Selye, Hans

L'élaboration de sa théorie sur le syndrome général d'adaptation, qui repose sur beaucoup d'expériences faites sur des rats, provoque beaucoup de controverses.

Hans Selye
Les théories de Selye sur le stress ont abouti \u00e0 de nouvelles approches pour la médecine (avec la permission des Biblioth\u00e8que et Archives Canada/PA-11671).

Selye, Hans

 Hans Selye, endocrinologue, pionnier mondialement célèbre et vulgarisateur des recherches sur le « stress biologique » chez les individus et les groupes (Vienne, Autriche, 26 janv. 1907 -- Montréal, 16 oct. 1982). Après des études à Prague, à Paris et à Rome, Selye est engagé à McGill en 1932. Il devient, en 1945, le premier directeur de l'Institut de médecine et de chirurgie expérimentales à l'U. de Montréal et en dirige les activités jusqu'à sa retraite en 1976. En 1977, il fonde l'International Institute of Stress, dont les bureaux se trouvent dans sa propre maison.

L'élaboration de sa théorie sur le syndrome général d'adaptation, qui repose sur beaucoup d'expériences faites sur des rats, provoque beaucoup de controverses. En résumé, sa théorie propose que tous les stimuli sont des agents stressants qui produisent une réponse générale de « stress » chez la personne affectée.
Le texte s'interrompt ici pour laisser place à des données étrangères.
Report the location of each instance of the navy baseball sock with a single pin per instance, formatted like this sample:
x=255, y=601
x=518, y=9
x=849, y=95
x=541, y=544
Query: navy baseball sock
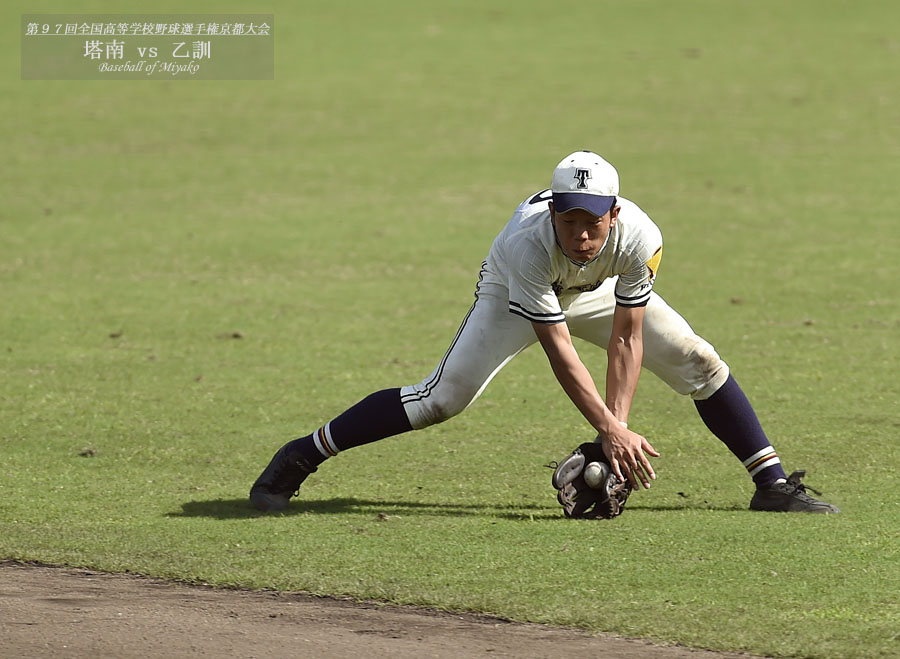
x=375, y=417
x=730, y=417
Par la suite, Selye affirme qu'il a été gêné par une connaissance insuffisante de l'anglais et qu'il aurait dû appeler son syndrome le « syndrome de tension ». Pour Selye, « le stress joue un certain rôle dans l'évolution de chaque maladie » et constitue « la réponse non spécifique du corps à tout stimulus qu'il reçoit ». Ce processus, qu'il nomme le syndrome général d'adaptation, est divisé en trois phases : la phase d'alarme, la phase de résistance et la phase d'épuisement. L'incapacité à bien faire face aux agents stressants se manifeste par des « maladies d'adaptation » telles que l'hypertension artérielle, l'ulcère gastrique ou duodénal et divers troubles mentaux. Par la suite, Selye parle de deux types importants de stress : « le stress agréable ou qui fait du bien » (eustress) et « le stress déclencheur de maladie ou déplaisant » (détresse). Auparavant, il flirte également avec l'idée qu'une nation entière pourrait souffrir du syndrome général d'adaptation, dans le cas d'une frustration et d'une insécurité généralisées, qui augmenterait l'incidence de toutes les maladies liées au stress.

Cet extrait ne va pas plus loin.